Поднявшись по ступенькам последней, пятой террасы, мы оказались на первой из трех верхних круговых платформ. Здесь все было уже иначе, Барельефы исчезли. Углы галерей, ориентированные по странам света, уступили место безупречно ровному пространству круглых террас. Позади осталась относительная темнота глубоких коридоров, мы вступили в царство света. Семьдесят два каменных «колокола» несколькими рядами окружали гигантскую центральную ступу. Каждый «колокол» — полый, его стенки представляют собой решетку, а под ним заточена каменная статуя Будды в позе, символизирующей наставление. Лишь в одном месте Будда не был защищен «колоколом», его фигура отчетливо просматривалась со всех сторон. На последней платформе к небу устремлялась завершающая ступа, огромная, гладкая, с мягкими контурами — центр, сердце, зенит всего храма.

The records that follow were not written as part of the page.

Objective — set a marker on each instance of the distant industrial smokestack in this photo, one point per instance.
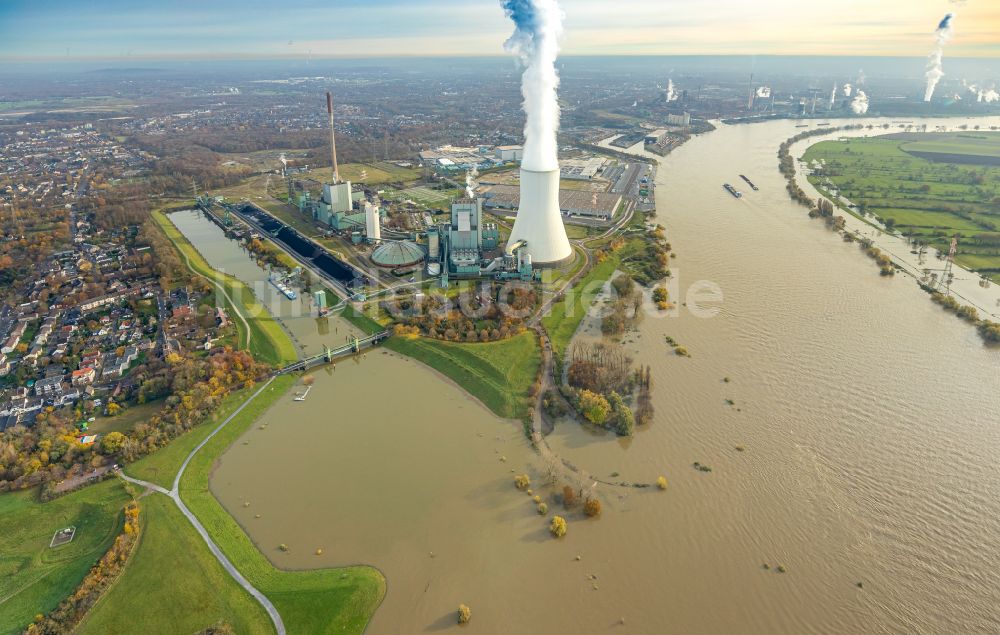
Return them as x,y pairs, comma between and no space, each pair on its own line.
935,70
333,138
536,41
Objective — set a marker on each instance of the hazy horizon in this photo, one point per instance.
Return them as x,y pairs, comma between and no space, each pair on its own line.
110,29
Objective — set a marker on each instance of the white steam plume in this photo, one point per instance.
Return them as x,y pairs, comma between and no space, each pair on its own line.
859,105
536,42
470,182
934,67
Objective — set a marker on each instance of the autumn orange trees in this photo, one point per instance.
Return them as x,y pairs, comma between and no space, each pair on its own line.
71,611
50,450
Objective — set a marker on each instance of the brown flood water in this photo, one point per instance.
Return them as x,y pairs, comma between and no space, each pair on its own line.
869,419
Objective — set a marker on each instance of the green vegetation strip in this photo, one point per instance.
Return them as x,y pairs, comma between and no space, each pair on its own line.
161,466
173,584
953,187
318,601
566,314
499,374
268,341
34,578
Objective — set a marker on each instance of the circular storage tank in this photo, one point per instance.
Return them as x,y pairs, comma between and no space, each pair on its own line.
401,253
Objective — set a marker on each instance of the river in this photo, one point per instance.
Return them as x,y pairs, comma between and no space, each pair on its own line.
867,415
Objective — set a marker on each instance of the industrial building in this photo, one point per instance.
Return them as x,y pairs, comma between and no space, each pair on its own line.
463,248
682,119
581,169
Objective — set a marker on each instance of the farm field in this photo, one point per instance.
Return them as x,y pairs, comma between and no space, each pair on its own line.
498,373
929,186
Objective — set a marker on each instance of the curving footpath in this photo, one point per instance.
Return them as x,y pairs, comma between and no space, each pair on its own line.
174,495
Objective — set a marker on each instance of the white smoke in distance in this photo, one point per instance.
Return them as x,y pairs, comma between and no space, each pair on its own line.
859,105
671,93
536,42
935,68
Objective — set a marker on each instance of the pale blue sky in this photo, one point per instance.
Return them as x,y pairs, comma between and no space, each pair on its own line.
117,29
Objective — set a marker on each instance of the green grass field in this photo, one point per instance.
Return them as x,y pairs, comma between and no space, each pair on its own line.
268,341
565,315
173,584
940,193
972,144
34,578
498,373
377,173
425,196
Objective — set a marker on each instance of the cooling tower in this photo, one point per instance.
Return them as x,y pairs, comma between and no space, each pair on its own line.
538,222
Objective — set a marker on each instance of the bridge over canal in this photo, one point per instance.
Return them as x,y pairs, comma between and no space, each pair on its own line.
329,355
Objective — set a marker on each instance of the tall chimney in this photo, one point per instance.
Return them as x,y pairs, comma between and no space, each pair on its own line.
333,138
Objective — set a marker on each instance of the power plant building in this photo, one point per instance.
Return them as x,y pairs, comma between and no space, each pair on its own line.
508,154
373,223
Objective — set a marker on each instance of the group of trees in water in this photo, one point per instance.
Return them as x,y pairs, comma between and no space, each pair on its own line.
599,378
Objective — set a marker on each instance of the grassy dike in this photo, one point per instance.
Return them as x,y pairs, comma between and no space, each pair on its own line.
268,341
316,601
34,578
497,373
172,584
175,590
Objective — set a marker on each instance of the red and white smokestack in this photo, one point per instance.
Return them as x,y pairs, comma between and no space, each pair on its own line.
333,138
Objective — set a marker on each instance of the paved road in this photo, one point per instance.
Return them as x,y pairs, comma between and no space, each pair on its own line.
174,495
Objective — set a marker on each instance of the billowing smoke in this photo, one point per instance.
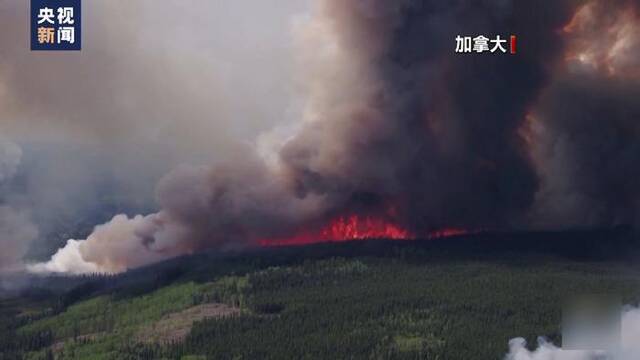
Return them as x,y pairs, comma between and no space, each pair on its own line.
399,126
586,136
16,228
628,348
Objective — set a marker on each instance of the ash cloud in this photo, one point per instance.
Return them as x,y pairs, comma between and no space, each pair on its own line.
586,134
16,229
393,119
626,350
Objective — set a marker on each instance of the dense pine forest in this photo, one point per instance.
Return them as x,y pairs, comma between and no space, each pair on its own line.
458,298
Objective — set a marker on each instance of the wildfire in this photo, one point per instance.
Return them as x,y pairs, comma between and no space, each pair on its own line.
356,227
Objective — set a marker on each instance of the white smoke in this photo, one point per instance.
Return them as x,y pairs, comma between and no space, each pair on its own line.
628,349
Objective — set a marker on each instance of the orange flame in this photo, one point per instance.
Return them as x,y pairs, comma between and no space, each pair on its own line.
355,227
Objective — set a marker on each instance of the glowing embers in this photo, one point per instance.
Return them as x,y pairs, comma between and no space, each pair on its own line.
355,227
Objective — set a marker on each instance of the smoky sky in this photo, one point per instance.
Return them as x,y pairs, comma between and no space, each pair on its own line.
397,125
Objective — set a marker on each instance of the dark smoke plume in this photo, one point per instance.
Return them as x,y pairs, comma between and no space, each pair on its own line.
397,125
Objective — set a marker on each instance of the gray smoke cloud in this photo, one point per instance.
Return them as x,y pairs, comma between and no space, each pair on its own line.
393,118
16,229
155,85
627,349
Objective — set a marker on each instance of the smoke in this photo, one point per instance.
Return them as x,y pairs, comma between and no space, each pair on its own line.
628,349
586,134
16,229
155,85
394,119
397,125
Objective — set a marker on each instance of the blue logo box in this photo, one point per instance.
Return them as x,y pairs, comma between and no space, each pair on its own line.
56,25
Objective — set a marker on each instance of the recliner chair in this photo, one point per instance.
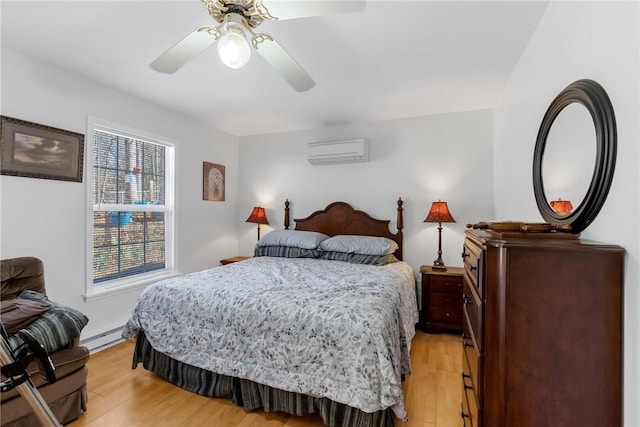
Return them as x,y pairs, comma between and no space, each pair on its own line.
67,397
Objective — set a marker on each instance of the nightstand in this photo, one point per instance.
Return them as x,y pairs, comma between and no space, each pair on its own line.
233,259
441,299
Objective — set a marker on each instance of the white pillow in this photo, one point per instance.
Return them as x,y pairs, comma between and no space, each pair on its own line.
293,238
366,245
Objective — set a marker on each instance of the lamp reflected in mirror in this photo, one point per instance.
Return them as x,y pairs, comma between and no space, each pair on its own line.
561,207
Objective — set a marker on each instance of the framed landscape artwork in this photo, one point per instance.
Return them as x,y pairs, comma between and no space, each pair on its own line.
38,151
212,182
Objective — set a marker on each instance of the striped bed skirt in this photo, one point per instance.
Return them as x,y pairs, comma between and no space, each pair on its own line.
251,395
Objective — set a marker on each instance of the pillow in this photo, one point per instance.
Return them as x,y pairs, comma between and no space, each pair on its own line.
21,313
56,327
293,238
366,245
285,252
359,258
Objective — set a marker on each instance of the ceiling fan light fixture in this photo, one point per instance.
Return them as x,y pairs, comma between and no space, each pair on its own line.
233,48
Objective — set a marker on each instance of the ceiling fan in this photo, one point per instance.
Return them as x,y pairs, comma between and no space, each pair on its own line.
236,21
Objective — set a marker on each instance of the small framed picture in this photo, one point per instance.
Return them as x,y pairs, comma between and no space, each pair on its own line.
212,182
38,151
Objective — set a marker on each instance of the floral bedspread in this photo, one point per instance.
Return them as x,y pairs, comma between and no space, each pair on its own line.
323,328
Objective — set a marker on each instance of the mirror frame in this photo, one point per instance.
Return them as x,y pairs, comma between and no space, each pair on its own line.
593,96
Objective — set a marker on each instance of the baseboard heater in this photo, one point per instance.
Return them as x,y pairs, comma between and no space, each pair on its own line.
103,340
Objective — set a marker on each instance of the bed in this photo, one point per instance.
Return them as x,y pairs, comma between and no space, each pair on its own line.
307,325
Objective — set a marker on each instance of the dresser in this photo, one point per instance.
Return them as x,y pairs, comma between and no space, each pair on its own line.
441,299
542,332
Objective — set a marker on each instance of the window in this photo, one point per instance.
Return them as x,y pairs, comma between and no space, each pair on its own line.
132,207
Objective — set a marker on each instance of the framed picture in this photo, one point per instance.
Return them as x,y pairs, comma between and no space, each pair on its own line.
38,151
212,182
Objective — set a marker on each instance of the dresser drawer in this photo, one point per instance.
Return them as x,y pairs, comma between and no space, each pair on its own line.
471,379
446,284
472,309
472,259
471,362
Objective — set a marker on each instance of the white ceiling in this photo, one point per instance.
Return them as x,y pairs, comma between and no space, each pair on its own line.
395,59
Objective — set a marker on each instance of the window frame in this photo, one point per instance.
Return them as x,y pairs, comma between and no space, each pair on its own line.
105,288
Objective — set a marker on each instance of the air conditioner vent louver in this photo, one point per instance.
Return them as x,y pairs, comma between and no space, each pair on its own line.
330,152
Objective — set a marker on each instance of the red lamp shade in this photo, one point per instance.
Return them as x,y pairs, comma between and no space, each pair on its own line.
439,212
561,207
258,216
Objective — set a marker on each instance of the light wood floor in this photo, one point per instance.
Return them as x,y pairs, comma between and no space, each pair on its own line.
120,396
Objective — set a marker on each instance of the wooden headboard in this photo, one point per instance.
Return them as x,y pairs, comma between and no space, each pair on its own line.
341,218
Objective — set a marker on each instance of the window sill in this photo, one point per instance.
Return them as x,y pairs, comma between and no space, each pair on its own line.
117,287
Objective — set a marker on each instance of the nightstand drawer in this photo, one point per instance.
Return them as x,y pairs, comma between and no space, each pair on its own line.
452,301
448,284
446,315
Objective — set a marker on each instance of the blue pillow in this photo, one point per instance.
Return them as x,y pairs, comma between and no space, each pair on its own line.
293,238
365,245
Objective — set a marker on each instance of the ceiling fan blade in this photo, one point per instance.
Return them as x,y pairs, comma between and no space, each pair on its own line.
187,48
291,9
282,62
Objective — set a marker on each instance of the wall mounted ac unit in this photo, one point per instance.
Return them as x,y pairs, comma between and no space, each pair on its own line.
330,152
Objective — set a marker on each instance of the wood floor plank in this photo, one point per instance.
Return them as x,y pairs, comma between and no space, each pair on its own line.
121,396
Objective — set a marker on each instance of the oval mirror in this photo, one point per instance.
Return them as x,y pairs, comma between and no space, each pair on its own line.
569,158
575,156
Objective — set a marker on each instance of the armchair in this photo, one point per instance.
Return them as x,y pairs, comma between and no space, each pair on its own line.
58,329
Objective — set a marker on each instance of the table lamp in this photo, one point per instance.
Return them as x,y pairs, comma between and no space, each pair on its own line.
258,216
439,213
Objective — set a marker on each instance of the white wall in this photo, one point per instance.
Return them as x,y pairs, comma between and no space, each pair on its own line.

Боробудур, едва ли не лучшее творение буддийской архитектуры периода ее расцвета, был воздвигнут в середине VIII века. Каждая его деталь символизирует буддийское представление о мире. Мы не смогли увидеть нижнюю террасу храма, поскольку она лежит ниже границы нынешнего его основания. Считалось, что создателям храма пришлось засыпать ее, чтобы предохранить пирамиду от разрушения: еще в ходе строительства она якобы стала оседать под тяжестью каменного груза. Но когда один за другим стали откатывать захороненные барельефы, то выяснилось, что на них изображены дьявольские сцены страстей и раздоров, и теперь полагают, что нижнюю террасу сознательно засыпали землей, тем самым отведя ей особое место в символической структуре храма. Прежде чем переступить порог, паломник должен подавить и похоронить в себе все мирские страсти и желания. Затем по мере восхождения по ступеням храма он как бы символически повторяет жизнь Будды, очищая дух от повседневной суеты, и, достигнув верхней террасы, приближается к простоте и высшей гармонии, олицетворением которой является последняя гигантская ступа.